US-backed forces have repelled a raid by Daesh targeting barracks housing American and French troops in eastern Syria, the Syrian Observatory for Human Rights said Saturday.

The Syrian Democratic Forces and the US-led coalition supporting them were on high alert after the raid late Friday at the Omar oil field in the eastern province of Deir Al Zor, the Britain-based war monitor said.

“The attack targeted the oil field’s housing, where US-led coalition forces and leaders of the Syrian Democratic Forces are present,” Observatory head Rami Abdul Rahman said.

Seven terrorists were killed in the attack, which ended at dawn after clashes near the barracks, he added.
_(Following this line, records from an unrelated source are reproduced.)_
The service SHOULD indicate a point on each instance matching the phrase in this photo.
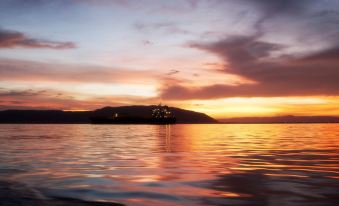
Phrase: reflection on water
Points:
(177, 164)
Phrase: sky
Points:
(226, 58)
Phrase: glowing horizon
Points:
(224, 58)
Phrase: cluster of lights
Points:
(161, 112)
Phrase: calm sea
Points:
(271, 164)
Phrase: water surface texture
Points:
(272, 164)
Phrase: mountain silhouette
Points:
(83, 117)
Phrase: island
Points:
(182, 116)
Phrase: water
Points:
(176, 165)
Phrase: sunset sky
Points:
(226, 58)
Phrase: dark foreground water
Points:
(169, 165)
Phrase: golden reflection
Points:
(174, 161)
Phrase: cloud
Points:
(172, 72)
(246, 56)
(19, 70)
(12, 39)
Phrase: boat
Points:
(159, 115)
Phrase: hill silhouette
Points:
(83, 117)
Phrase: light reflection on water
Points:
(178, 164)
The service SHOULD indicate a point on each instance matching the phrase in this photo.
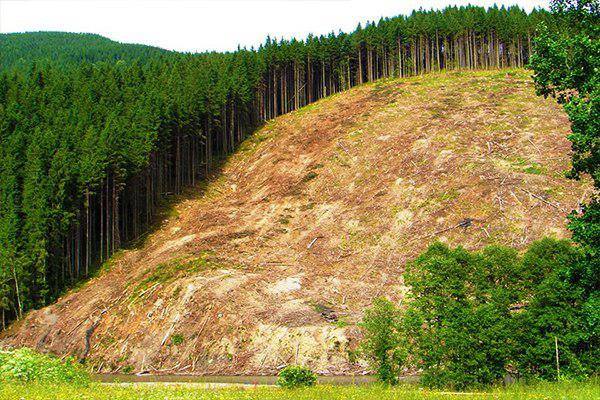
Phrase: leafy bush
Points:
(560, 311)
(25, 365)
(294, 376)
(458, 319)
(382, 343)
(473, 317)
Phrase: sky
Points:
(204, 25)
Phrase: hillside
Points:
(316, 214)
(21, 49)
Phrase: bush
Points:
(382, 343)
(294, 376)
(25, 365)
(559, 311)
(473, 317)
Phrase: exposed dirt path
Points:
(274, 260)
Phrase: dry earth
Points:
(274, 260)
Contacted by AFP, neither the US-led coalition nor the Kurdish-led SDF were immediately available for comment.

In October last year, the SDF took control of the Omar oil field, one of the largest in Syria, which according to The Syria Report economic weekly had a pre-war output of 30,000 barrels per day.

“It’s the largest attack of its kind since the oil field was turned into a coalition base” following its capture by the SDF, Abdul Rahman said.

Daesh overran large swathes of Syria and neighbouring Iraq in 2014, proclaiming a “caliphate” in territory it controlled.

But the group has since lost nearly all of it to multiple offensives in both countries.

In Syria, two separate campaigns — by the US-backed SDF and by the Russia-supported regime — have reduced Daesh’s presence to pockets in Deir Al Zor and in the vast desert that lies between it and the capital.